Tuesday, May 27, 2008

Where Ideas Come From

So, me and Sarah both agreed to tackle the same subject--namely, where we get our ideas for writing and how they're developed. I'm not sure what she's doing yet, but the idea was to approach this from our own individualistic ways. An exercise of sorts, I guess. So I suppose this is my shot.

My ideas, basically, come from nowhere and everywhere. I never sit down and think "So, I need an idea" because honestly anyone who can sit down and come up with something good like that is probably a genius. Or, in other words, it doesn't work for me.

My ideas tend to pop up like soap bubbles that materialize out of thin air. One minute, I'm going along, and the next minute things just gel together and my ideas are there. These are initial ideas, of course. An image here, a theme here, a character here. These are not cohesive stories.

To tell you the truth, I have a very extended visual metaphor to explain this. So bear with me, and we'll journey into how I perceive my ideas to work.

Imagine a small cottage workshop. Something not dissimilar to a fairy tale. A two-story thatched roof stone & mortar job situated on the outskirts of the village. The second story would probably just be living quarters, but the main floor would be the workshop. You could see the workbench, the tools hung on the wall (or more likely strewn about the room) and the cheerfully sardonic fellow who makes it all work.

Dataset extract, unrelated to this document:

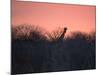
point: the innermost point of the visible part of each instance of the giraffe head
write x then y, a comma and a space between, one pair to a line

What you wouldn't see is that door in the floor covered by the tasteful but easy-to-move rug that leads into the basement. And down in the basement there is the owner's roommates. These roommates showed up one day and demanded somewhere to stay, and the basement had always been empty (when it wasn't holding the odd cask of wine or bag of potatoes), so that's where they went. They were helpful enough fellows. They were small and dexterous and a little like elves or dwarves. And they offered, in exchange for room (they refused the board, for reason's unknown) to help the shopkeeper in his work, whatever it might be.

The shopkeeper agreed, explaining that he had high aspirations but he wasn't any good at coming up with the specifics. He could throw random things together but finding the things to mix into a completed work was beyond him. He just couldn't do the initial work to form the starting materials.

And so the guys in the basement agreed to help, and went to work. Soon they converted the basement into their own small workshop, piecing together things in their own unique way.

Initially, the shopkeeper was excited and offered to help oversee the work. He was led downstairs and watches as they worked. Yet, when he had ideas, or wanted to change things, he was too exuberant and put his hands on the work. The men in the basement, being much smaller than the shopkeeper, worked with delicate materials. This big fellow putting his fingers into their work was too much--he was tearing apart all of their work, ruining days of their careful skill in seconds.

Thus, he was kicked out and told not to come down anymore without an invitation. They would do the work, like he asked, and they would do it better than he obviously could. All he'd have to do is take the results of their work and put them together into the final product.

This he could do.

And so the shopkeeper and the men in the basement lived in harmony. They would develop what was needed, and whenever the shopkeeper asked for materials he was not wanting. They would provide odd pieces that he would try to separate and fit together, with the extras going in bins to be used when needed. Sometimes, rarely, they offered whole kits of complete materials, and all he had to do was follow the directions. Other times there would be the odd piece he could barely identify, and he would struggle to figure out what it was and where it went, and would just have to leave it until something else came along that made it make sense.

Inefficient? Perhaps. But the fact that the guys in the basement worked much better than the shopkeeper was not lost on him. While he would have preferred they offer everything up in little kits, he had to admit that their chaotic releases were still of higher quality than he could match, and that he was best working the final pieces without much input into their construction. And, secretly, he rather enjoyed the mystery when odd pieces he couldn't identify showed up on his rug in the morning.

So where do ideas come from? I'm not sure, to be honest. You'd have to ask the guys downstairs. I just put them together when I see them. Because, to be honest, I might not be all that imaginative, but I can string together good ideas into a solid story like nobody's business.